You brought her here, the voice in my head reminded me. You're responsible for her. God's words resonated inside me, and my feet stayed glued beneath Sarah's head. There was a God. There is a God.
It was then I realized that for me God is not a supreme being. He can't make seas part and he can't control the weather. I have my own god. I created him. He didn't create me. My god is my head.
He can't save lives. He doesn't create miracles. But my god does create nonetheless. He creates morals and beliefs, talents and interests. He tells me what's good and what's evil. I don't always follow his orders, but I do believe in him. I believe in my god. My god is my head.
God helps me when I need to make a decision, and to me, he's always right. He'll rationalize my choices and make suggestions like a mentor, like a conscience.
My god has been my head ever since I could think. When I sin, my god punishes me with guilt, and that's enough to make me want to do good. So I don't need heaven or hell to guide me. I just need my god. And while everyone fights over where or whether or how or when God existed, I won't fight. I know my god is my head and no one can convince me otherwise.
So, with Sarah at my feet, I had a choice. I could stay and make sure she was all right, because that was my responsibility, or I could flee to avoid punishment. Then, red and blue lights flashed, and a paramedic hopped out of the ambulance.
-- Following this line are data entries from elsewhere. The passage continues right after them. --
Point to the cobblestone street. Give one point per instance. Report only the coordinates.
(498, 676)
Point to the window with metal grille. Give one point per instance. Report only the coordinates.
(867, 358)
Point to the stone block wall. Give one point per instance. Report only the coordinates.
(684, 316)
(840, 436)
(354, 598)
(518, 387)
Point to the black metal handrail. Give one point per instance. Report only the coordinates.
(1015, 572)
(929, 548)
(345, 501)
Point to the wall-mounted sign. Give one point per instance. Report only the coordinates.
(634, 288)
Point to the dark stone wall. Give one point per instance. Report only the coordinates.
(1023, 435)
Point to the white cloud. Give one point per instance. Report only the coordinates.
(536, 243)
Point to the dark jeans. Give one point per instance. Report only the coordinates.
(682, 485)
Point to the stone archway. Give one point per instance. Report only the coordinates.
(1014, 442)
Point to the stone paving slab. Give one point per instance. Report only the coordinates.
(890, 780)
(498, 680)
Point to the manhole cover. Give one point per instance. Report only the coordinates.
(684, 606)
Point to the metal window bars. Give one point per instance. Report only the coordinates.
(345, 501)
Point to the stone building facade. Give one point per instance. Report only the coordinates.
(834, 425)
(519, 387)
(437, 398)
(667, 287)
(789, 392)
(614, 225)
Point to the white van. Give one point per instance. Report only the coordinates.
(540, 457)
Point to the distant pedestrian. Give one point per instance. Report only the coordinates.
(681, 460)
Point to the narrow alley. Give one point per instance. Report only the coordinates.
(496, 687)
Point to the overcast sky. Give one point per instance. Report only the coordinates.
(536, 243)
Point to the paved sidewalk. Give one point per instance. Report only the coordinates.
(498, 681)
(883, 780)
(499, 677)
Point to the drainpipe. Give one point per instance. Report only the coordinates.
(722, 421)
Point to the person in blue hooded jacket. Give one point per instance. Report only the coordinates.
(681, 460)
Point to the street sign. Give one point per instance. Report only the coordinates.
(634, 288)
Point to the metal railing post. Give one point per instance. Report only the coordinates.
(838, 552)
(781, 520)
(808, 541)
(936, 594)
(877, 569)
“She had too much to drink,” I told him.
As the paramedics loaded Sarah into the ambulance, a cop questioned me. He asked who gave her the alcohol and where everyone went. I answered politely, knowing there was no way my parents weren't going to find out. He nodded with each answer, then pushed me against the hood of the squad car and proceeded to pat me down.
“That was an honorable thing to do,” he said as he clicked the handcuffs around my wrists and guided me into the back seat of the cruiser. “Why'd you stay?”
I looked at him through the barred window of the back seat and smiled.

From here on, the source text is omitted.